Ein Krimi der Mülheimer Art oder „Das bedrohte Juwel des Ledermuseums“, von Filz und Niedrigzins an den Rand des Ruins gebracht?

Der unten ausschnittsweise zitierte WAZ-Artikel Geld für das Mülheimer Ledermuseum fehlt“ vom 27.10.16, nachzulesen hier, berichtete mal wieder nur die halbe Wahrheit. Das tolle Mülheimer Ledermuseum ist nämlich nicht nur von den Niedrigzinsen bedroht. Die Gefährdung ist auch eine Folge des typischen Mülheimer Filzes und seiner Machenschaften. Deshalb zur Erinnerung:

Die Lederfabrik Lindgens war die letzte in der langen Tradition renommierter Lederfabriken in der Ruhrstadt Mülheim. Lindgens war sicherlich einer der spendabelsten Unternehmer der Stadt Mülheim. Er hat z.B. für die MüGa-Wanderwege einen ganzen Streifen entlang der Ruhr von seinem Betriebsgelände verschenkt oder vor Jahren auch die neuen Stühle im Ratssaal spendiert. Er hat vor allem aber das Ledermuseum zusammen mit dem Unternehmerkollegen Bungert aufgebaut und in nur einem Jahrzehnt zu einer Perle der Stadt gemacht.

Doch dann fiel Lindgens in Ungnade, als er sein Gelände am Kassenberg für den Bau der Fachhochschule anbot, nachdem das in der Bewerbung dafür angedachte und geplante Ruhrbania-Gelände zwischen Eisenbahn- und Nordbrücke sich schnell als „falsch berechnet“ und untauglich erwiesen hatte. Das Lindgens-Gelände wäre fast optimal gewesen, doch nahezu die gesamte Mölmsche Nomenklatura inkl. der lokalen Immob.-haie sträubten sich mit Händen, Füßen und schrägen Gutachten dagegen. Ein unwürdiges Possenspiel damals 2009, mehr u.a. hier. Schließlich entriss das Land der Stadt die Entscheidungshoheit und entschied sich ob des Streits für das eher suboptimale Restgelände des SPD-nahen MWB an der Duisburger Str. neben der nagelneuen, überdimensionierten Feuerwehr. Alles wurde deshalb viel teurer und verspätete sich deutlich. Doch egal.
Unternehmer Lindgens wollte dann sein Gelände am Kassenberg von Hochtief zu hochwertigem Wohngelände umgestalten lassen. Das war bei der Expo-Real in München 2010 auch der totale Renner (anders als z.B. der Ladenhüter Ruhrbania). In der Folge muss aber die Stadt der Weltfirma Hochtief klar gemacht haben, dass sie wenig bis nichts genehmigen werde. So bekam Hochtief kalte Füße und Lindgens verkaufte an das bekannte Mölmsche Konsortium MWB/Hoffmeister/Sparkasse (das bekannte Trio mit u.a. dem Husarenstreich der Feuerwehr, Ruhrbania, Hochschule ………). Und danach war der in Ungnade gefallene Lindgens selbst beim Ledermuseum anscheinend nicht mehr so richtig erwünscht.

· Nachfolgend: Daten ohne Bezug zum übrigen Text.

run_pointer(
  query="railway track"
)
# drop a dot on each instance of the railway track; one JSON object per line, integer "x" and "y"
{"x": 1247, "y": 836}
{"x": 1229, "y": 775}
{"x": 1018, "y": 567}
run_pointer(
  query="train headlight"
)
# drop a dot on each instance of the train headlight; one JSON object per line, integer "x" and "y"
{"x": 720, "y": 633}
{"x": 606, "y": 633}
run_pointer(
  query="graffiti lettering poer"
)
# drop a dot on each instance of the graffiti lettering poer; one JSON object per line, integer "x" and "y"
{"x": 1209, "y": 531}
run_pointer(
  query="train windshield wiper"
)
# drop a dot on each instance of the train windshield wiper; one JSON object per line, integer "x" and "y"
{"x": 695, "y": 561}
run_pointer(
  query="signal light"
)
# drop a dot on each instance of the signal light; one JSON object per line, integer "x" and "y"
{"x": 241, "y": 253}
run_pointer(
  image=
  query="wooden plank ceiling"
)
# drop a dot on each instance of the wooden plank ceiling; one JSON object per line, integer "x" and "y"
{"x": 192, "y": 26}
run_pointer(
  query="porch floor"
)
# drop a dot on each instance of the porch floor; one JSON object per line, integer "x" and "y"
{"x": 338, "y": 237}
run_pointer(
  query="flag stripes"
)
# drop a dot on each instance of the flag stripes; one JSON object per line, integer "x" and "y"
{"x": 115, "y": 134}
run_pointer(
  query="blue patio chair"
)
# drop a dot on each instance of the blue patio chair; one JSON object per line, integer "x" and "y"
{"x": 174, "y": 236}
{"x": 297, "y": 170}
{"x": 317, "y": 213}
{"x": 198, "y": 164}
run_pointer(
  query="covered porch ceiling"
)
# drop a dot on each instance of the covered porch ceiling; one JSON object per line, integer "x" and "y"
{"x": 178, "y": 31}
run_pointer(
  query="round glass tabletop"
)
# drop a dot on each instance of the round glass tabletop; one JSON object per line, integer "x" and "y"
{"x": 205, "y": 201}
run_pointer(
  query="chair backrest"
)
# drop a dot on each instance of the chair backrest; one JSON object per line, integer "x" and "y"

Im WAZ-Artikel vom 7.9.13 „Ledermuseum benötigt Unterstützung“ rief die neue Vorsitzende des Fördervereins, die ehemalige SPD-Stadtverordnete Künzel, zu Spenden jeder Art für das tolle Ledermuseum am Kassenberg auf. Sie behauptete, die Stiftung verzichte ganz auf städtische Zuschüsse und beschränke sich auf Spenden von Unternehmen und Privatleuten, weshalb zusätzliche Sponsoren gesucht würden. So aber stimmte auch das nicht:

LedermuseumVgl. WAZ vom 19.4.13: „In die Stiftung wurde eine Million Euro eingebracht: 750 000 € vom Landschaftverband Rheinland, die übrigen 250 000 € kamen aus der Mülheimer Wirtschaft und von Privatleuten. Das Geld wurde angelegt. „In Anleihen“, sagt Geschäftsführer Bungert, „wobei das Kapital voll erhalten geblieben ist und nie ernsthaft in Gefahr war.“ Während zig Stiftungen in der Wirtschaftskrise Pleite gemacht hätten, sei das Kapital in diesen Zeiten zwar „zwischendurch mal unter eine Mio. Euro gerutscht, aber dann wieder auf über eine Mio. gestiegen: „Wir haben gute Geschäfte gemacht.“ Pikantes Detail: Bei Verhandlungen mit Banken zog man das Depot ausgerechnet bei dem Geldinstitut ab, das auch Zustifter ist und einen Sitz im Kuratorium hat, und verlagerte es zu einer anderen Bank….“ Doch das brachte der „Zustifter“, die Spasskasse MH, dazu, auch den Geschäftsführer aus dem Ledermuseum herauskicken zu lassen. Der war ob des recht bösen Mobbings so getroffen, dass er sogar seine Ehrennadel an die Stadt zurückgab. Doch die WAZ weigerte sich, das auch nur zu vermelden, geschweige denn, seine öffentliche Erklärung zu drucken.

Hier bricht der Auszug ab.